Beyond the core focus areas, here are a few additional advanced security practices worth highlighting:

• Secure the Supply Chain: Integrate image-scanning tools like Trivy or Clair into CI/CD to detect vulnerabilities early. Enforce that only signed, verified, and trusted images from approved registries can be deployed.
• Detect Runtime Threats: Use runtime security tools such as Falco to monitor container behavior (e.g., unexpected exec shells, privilege escalations, or unusual network activity) and trigger alerts on anomalies in real time.
• Enable Unified Observability & Visibility: Use Prometheus/Grafana for metrics and centralized logging via Elasticsearch or Microsoft Sentinel to quickly spot unauthorized access and policy violations across workloads and namespaces.
• Be Incident-Ready: Maintain tested incident response playbooks, perform regular etcd backups, and define clear processes for isolating risky workloads, rotating secrets, and restoring cluster operations without downtime.

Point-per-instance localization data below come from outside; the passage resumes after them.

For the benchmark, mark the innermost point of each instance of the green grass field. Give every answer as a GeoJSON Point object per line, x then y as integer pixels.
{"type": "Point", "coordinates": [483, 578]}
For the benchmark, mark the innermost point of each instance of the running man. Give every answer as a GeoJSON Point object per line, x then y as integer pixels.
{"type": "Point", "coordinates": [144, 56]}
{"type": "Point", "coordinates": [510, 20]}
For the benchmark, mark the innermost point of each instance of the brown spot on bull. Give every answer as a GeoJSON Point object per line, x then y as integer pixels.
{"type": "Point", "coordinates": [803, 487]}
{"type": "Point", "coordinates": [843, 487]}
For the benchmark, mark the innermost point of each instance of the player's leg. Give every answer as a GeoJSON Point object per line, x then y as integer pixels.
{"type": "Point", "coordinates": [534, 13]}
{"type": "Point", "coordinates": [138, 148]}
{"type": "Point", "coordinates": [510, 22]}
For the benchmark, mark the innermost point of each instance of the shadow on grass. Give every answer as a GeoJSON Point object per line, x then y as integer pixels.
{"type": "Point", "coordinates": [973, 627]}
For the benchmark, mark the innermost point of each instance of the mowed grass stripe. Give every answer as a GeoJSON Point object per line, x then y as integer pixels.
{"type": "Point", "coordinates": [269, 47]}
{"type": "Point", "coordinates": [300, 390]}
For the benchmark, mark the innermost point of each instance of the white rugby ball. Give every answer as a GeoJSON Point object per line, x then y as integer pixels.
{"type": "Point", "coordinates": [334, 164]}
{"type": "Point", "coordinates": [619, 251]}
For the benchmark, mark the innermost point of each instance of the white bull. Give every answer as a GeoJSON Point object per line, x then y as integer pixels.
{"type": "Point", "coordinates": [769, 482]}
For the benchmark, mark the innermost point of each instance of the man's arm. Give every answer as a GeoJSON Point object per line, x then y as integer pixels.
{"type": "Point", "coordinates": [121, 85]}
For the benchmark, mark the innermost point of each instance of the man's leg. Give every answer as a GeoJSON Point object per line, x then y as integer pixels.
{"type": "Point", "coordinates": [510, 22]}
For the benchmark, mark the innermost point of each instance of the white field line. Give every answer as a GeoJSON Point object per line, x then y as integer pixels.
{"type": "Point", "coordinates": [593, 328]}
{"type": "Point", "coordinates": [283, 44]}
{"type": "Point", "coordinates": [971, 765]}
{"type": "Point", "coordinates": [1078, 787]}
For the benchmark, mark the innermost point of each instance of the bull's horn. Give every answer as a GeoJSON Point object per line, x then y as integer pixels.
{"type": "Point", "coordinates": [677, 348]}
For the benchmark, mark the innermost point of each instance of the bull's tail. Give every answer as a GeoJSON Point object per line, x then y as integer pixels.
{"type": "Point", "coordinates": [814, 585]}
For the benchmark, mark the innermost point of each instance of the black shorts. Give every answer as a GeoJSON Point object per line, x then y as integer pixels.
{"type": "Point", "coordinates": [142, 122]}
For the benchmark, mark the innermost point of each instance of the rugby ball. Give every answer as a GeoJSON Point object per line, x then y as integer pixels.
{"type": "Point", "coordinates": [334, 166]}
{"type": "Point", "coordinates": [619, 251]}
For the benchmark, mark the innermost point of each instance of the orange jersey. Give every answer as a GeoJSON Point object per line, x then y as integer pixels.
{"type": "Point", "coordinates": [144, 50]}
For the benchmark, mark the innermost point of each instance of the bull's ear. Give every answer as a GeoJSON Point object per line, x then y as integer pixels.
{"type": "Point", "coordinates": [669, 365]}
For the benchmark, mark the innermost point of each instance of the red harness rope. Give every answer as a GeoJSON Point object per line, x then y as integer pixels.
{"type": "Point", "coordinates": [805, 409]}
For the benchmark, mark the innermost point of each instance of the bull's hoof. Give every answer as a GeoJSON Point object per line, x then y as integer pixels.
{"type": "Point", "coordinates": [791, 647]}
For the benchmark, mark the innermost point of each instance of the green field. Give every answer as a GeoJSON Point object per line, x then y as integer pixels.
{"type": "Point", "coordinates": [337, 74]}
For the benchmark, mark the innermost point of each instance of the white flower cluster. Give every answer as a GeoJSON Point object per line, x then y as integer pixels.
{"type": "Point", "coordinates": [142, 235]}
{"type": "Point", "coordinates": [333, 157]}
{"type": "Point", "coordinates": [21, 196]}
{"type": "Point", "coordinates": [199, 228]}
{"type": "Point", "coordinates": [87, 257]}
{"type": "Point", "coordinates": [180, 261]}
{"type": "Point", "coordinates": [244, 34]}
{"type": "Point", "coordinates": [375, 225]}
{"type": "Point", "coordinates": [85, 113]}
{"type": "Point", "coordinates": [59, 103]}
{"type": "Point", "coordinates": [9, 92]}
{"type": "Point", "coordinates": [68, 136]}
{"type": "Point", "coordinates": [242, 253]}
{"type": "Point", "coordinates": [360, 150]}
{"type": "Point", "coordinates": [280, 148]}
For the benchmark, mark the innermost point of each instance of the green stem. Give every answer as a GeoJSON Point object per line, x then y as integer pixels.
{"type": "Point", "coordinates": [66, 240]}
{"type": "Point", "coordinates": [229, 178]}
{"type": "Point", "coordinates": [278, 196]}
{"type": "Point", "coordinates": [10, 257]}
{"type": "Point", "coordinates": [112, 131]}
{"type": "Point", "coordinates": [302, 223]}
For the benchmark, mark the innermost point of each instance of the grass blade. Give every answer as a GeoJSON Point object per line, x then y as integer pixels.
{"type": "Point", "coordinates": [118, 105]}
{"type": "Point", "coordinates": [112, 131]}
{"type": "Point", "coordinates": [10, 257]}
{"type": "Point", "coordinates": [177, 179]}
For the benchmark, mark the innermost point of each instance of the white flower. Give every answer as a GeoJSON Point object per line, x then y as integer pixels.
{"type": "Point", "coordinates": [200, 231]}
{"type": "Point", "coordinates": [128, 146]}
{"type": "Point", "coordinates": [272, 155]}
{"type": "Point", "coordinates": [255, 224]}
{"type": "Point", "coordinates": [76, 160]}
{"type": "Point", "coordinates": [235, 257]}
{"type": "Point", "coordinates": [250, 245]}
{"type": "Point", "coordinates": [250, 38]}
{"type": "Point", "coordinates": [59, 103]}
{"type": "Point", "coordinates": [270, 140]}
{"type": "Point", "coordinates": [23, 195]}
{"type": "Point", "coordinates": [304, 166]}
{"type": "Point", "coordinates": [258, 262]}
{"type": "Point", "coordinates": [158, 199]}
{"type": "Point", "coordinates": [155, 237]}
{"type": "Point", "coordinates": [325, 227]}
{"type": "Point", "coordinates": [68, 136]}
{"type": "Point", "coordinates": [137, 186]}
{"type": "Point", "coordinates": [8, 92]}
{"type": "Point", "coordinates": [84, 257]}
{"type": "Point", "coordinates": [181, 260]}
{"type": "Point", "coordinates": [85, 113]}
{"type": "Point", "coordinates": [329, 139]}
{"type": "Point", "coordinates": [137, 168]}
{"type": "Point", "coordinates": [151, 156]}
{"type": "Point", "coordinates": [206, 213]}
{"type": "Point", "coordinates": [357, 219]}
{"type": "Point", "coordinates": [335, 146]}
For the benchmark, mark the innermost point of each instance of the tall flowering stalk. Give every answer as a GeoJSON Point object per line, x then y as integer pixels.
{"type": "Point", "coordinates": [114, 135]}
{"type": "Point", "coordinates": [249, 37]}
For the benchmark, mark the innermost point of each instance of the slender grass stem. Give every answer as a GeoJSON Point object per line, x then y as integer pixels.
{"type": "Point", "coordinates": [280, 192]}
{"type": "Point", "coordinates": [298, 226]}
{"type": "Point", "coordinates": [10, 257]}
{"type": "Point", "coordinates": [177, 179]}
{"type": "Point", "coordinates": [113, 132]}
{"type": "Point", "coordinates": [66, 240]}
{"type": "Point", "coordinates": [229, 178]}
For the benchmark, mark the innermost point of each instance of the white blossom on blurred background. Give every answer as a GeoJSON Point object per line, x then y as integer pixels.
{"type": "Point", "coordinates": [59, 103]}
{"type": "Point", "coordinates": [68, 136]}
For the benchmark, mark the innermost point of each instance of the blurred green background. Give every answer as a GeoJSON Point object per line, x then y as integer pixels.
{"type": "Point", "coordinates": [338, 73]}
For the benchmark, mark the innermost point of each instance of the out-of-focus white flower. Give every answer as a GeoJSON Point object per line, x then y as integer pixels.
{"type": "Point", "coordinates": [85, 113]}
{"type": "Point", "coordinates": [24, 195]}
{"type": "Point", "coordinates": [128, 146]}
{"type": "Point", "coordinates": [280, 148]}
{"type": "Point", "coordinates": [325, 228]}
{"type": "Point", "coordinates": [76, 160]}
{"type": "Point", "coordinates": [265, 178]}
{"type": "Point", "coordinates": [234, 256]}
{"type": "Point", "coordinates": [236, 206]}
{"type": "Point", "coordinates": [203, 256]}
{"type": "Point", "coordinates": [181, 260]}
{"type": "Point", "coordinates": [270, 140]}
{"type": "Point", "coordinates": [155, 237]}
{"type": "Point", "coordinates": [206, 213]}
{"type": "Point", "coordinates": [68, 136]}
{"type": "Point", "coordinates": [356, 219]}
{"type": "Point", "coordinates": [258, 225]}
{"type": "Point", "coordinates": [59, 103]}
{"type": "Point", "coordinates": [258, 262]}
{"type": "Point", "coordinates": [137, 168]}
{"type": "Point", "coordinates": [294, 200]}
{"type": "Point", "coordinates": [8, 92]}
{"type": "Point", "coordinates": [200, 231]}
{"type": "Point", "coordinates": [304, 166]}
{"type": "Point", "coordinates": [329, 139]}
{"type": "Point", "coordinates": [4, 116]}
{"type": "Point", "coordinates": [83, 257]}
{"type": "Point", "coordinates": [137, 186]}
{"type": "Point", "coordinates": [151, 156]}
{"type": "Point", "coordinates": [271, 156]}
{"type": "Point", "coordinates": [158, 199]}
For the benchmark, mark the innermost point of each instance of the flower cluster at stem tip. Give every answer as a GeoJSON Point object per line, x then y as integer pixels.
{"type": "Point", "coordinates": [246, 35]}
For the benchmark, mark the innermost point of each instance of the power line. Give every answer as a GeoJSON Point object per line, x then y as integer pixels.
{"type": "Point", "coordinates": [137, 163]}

In summary, securing Kubernetes requires a multi-layered, Zero-Trust approach — especially in environments where multiple teams or tenants share the same cluster. While tools like OPA Gatekeeper and Kyverno provide strong policy enforcement frameworks, custom admission controllers unlock deeper control and flexibility. They enable enforcement of context-aware, organization-specific rules such as tenant-based isolation, dynamic validations driven by external systems, and security decisions based on real-time signals. By combining custom admission logic with Zero-Trust principles (“never trust, always verify”), every pod deployment becomes a security checkpoint, ensuring that only compliant, authorized, and safe workloads are allowed into the cluster. This shifts security from reactive monitoring to proactive enforcement, reducing risk and strengthening compliance in complex Kubernetes environments.